Impact-melt hygrometry for Mars: The case of shergottite Elephant Moraine (EETA) 79001

Yang Liua, Yang Chena, Yunbin Guanb, Chi Mab, George R. Rossmanb, John M. Eilerb, Youxue Zhangc

a: Jet Propulsion Laboratory, California Institute of Technology, Pasadena, CA 91109, USA

b: Division of Geological and Planetary Sciences, California Institute of Technology, Pasadena, CA 91125, USA

c: Department of Earth and Environmental Sciences, University of Michigan, Ann Arbor, MI 48109, USA


    We report that volatile concentrations and hydrogen isotope compositions of impact melts and minerals in EETA 79001 Lithology A and Lithology C.  We observed chemical changes on maskelynite, pyroxene and merrillite relating to their proximity to impact melts.  Maskelynite in EETA 79001 contains 6.3 to 98 ppm H2O with δD values of +1604 to +3938 ‰. The high H2O and δD values were obtained in grains enclosed in or next to the impact melts, whereas one maskelynite grain away from the impact melts contains low H2O content (4 ppm) and terrestrial-like D/H value (δD of -90 82 ‰).  All pyroxene grains analyzed are either inside or next to the impact melts, and contain 10-41 ppm H2O and enriched D (+1729 to +3707 ‰), with the higher values found in a grain enclosed in the impact melts.  Merrillite grains next to impact melts contain Na depletion rims of ~5 μm thickness, and Mg-enrichment near the contact with impact melt.  However, the H2O and δD values of merrillite interiors (39-242 ppm H2O and δD of +1682 to +3884 ‰) do not show correlation with its proximity to the impact melts, suggesting nominally anhydrous silicate minerals are more prone to by affect by impact melts.  Rather the negative correlation between δD and 1/H2O of merrillite suggests possible post-crystallization  exchange with subsurface fluid.
    The impact melt pockets in EETA 79001 contain 121-646 ppm H2O, 4.3-13 ppm F, 13-50 ppm Cl, 707-2702 ppm S, and the δD values of +3368 to +4639 ‰.  The correlations between of H2O, F, Cl, P2O5, and δD values of impact melts are consistent with mixing between a volatile-rich and high δD (+3000 to +5000 ‰) endmember and a volatile-poor and low δD endmember.  The volatile-poor and low δD endmember is consistent with magmatic volatiles stored in silicates.  The volatile-rich and high δD endmember is alteration materials in the pre-impact vesicle-bearing rocks.

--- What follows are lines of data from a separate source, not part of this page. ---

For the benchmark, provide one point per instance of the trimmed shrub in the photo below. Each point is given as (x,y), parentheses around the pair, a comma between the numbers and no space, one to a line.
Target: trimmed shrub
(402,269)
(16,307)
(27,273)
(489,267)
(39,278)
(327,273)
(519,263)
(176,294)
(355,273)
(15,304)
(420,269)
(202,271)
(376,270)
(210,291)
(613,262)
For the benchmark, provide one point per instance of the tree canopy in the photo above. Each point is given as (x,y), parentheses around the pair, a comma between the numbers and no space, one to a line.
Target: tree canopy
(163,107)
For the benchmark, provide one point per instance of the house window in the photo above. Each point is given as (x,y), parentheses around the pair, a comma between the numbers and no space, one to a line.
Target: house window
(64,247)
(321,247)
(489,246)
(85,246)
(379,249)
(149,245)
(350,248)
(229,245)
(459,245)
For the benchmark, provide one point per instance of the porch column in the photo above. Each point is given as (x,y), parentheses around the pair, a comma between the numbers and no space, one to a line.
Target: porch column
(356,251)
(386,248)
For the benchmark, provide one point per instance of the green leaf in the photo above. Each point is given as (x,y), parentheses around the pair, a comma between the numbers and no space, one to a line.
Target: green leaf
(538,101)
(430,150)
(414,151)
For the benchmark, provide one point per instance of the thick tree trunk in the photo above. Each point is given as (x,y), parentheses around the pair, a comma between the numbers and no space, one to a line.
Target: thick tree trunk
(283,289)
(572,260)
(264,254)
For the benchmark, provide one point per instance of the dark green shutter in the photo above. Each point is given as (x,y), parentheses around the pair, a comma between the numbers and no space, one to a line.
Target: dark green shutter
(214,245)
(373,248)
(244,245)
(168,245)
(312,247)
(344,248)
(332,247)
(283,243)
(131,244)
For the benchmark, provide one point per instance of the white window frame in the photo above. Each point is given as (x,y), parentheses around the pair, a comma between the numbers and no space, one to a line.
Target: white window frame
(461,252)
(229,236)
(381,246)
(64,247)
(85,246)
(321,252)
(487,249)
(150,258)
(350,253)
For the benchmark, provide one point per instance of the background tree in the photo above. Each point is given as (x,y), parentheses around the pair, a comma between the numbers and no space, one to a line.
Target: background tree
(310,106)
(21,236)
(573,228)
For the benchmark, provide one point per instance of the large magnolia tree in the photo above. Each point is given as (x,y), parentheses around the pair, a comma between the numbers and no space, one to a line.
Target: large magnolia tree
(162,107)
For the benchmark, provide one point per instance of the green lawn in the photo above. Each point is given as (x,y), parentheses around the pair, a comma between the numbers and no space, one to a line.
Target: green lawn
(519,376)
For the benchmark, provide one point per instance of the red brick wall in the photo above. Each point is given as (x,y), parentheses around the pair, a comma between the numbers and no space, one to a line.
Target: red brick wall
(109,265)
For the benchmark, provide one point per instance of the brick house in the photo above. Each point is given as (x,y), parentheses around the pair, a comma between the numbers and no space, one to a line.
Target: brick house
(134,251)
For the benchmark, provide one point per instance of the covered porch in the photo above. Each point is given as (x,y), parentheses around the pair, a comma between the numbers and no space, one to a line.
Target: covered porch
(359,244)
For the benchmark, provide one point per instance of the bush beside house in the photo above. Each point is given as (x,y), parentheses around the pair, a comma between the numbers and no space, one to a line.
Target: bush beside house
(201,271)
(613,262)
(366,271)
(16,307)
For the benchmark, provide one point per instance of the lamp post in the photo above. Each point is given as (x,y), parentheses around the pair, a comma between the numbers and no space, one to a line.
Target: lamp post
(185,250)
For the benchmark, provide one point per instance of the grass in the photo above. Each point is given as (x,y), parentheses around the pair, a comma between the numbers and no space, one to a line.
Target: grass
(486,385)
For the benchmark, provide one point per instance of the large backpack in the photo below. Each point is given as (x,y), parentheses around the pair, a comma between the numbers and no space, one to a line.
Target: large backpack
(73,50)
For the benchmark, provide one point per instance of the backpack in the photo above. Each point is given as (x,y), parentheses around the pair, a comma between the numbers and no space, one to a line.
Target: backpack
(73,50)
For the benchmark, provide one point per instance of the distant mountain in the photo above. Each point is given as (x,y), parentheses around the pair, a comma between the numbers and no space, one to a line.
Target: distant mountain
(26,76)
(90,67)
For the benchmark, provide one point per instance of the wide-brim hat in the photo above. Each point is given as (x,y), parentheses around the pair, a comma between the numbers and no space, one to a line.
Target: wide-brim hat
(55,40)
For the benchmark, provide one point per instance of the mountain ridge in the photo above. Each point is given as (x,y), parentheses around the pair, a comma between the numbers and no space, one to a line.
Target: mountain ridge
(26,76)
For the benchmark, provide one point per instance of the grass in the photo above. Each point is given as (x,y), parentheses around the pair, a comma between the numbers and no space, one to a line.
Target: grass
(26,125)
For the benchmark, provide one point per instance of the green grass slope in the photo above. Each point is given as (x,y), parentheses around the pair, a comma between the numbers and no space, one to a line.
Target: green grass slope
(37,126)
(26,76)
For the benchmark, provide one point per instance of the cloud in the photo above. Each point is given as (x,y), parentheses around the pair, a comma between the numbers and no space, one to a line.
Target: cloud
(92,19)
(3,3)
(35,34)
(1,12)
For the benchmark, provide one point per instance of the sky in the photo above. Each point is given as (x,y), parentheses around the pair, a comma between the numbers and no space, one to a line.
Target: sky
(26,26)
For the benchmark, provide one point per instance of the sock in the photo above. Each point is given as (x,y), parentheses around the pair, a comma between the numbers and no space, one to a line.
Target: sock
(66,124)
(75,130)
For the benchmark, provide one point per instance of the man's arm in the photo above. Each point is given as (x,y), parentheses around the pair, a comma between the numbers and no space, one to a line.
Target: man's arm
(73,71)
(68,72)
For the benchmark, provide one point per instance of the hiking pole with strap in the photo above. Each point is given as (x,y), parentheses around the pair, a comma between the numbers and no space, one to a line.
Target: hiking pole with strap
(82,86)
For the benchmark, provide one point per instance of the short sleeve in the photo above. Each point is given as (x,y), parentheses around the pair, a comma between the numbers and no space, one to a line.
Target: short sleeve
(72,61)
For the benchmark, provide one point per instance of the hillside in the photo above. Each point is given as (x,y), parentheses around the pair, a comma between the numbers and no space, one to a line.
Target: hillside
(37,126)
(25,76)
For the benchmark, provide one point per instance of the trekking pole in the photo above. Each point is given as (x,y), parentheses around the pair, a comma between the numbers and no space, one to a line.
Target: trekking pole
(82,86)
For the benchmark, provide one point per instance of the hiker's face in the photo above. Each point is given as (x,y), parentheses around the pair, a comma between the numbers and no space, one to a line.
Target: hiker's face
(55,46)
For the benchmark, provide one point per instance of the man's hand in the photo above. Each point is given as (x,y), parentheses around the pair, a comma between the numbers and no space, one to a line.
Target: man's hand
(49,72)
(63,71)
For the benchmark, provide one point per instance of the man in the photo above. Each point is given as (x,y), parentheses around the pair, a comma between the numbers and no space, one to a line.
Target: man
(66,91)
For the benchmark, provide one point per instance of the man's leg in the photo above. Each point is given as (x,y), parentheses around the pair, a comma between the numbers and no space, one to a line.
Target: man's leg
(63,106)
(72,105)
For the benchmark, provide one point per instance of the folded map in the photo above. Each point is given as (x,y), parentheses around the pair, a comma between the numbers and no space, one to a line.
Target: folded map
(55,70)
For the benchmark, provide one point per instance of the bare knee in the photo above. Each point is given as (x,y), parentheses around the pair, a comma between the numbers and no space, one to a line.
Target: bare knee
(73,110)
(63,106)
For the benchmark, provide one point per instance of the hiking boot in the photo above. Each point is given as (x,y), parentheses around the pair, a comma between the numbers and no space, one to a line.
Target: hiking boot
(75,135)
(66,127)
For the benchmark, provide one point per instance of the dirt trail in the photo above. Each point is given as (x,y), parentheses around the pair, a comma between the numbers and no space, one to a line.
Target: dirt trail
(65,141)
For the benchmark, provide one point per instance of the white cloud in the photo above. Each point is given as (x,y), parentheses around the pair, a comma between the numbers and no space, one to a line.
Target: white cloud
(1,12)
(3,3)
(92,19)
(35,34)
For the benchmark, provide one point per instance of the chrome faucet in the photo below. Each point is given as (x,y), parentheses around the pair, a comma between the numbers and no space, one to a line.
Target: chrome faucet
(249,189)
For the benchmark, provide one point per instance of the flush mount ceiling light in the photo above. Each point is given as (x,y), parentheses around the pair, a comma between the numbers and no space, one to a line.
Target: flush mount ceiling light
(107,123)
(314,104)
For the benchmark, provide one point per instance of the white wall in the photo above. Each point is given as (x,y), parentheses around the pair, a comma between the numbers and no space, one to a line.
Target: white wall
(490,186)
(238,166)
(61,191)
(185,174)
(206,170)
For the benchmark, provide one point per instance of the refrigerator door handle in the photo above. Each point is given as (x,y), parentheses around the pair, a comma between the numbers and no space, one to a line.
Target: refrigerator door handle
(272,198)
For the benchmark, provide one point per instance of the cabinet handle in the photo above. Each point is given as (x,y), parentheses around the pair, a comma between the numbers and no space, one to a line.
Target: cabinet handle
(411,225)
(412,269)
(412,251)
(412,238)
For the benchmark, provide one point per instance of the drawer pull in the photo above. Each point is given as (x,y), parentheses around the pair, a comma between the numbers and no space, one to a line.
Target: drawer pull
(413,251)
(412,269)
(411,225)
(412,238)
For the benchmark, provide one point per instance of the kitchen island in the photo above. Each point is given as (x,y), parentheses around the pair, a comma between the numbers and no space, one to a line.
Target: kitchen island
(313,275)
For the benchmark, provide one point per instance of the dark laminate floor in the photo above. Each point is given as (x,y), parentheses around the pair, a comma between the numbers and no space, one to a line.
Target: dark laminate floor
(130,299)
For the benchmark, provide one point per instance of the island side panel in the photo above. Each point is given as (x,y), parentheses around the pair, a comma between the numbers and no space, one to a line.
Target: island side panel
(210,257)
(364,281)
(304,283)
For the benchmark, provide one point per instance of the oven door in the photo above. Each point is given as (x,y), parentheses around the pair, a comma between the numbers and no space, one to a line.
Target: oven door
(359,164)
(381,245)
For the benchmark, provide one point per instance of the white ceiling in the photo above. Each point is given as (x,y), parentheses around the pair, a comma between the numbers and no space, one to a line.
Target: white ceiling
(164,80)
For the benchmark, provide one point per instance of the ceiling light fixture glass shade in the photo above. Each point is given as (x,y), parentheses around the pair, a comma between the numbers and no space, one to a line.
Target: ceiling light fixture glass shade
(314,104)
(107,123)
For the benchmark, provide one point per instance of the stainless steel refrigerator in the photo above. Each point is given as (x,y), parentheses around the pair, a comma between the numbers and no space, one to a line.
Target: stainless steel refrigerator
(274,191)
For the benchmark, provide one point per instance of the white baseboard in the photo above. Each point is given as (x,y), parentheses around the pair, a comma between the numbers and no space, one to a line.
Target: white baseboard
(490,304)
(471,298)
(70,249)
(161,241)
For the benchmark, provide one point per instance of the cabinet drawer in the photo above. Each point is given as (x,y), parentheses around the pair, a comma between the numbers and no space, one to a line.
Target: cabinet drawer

The subsurface water had equilibrated with present-day-like Martian atmosphere and alteration occurred after the crystallization of the rock (~170 Ma) and before impact launch (~0.7 Ma).  The δD value of the subsurface source in EETA 79001 is similar to those in the Tissint meteorite (crystallization at ~600 Ma, impact launch at ~0.7 Ma) and LAR 06319 (crystallization at ~200 Ma, impact launch at ~3 Ma), suggesting stable water chemistry for the subsurface environment since 600 Ma.  Our conclusion is different from the previous suggestion of an isotopically distinct subsurface water reservoir with a δD value of +1000 to +2000 ‰.  Although heterogeneous subsurface water on Mars is possible, the previous study was likely biased by a limited number of analysis (n = 2) and possible terrestrial contamination.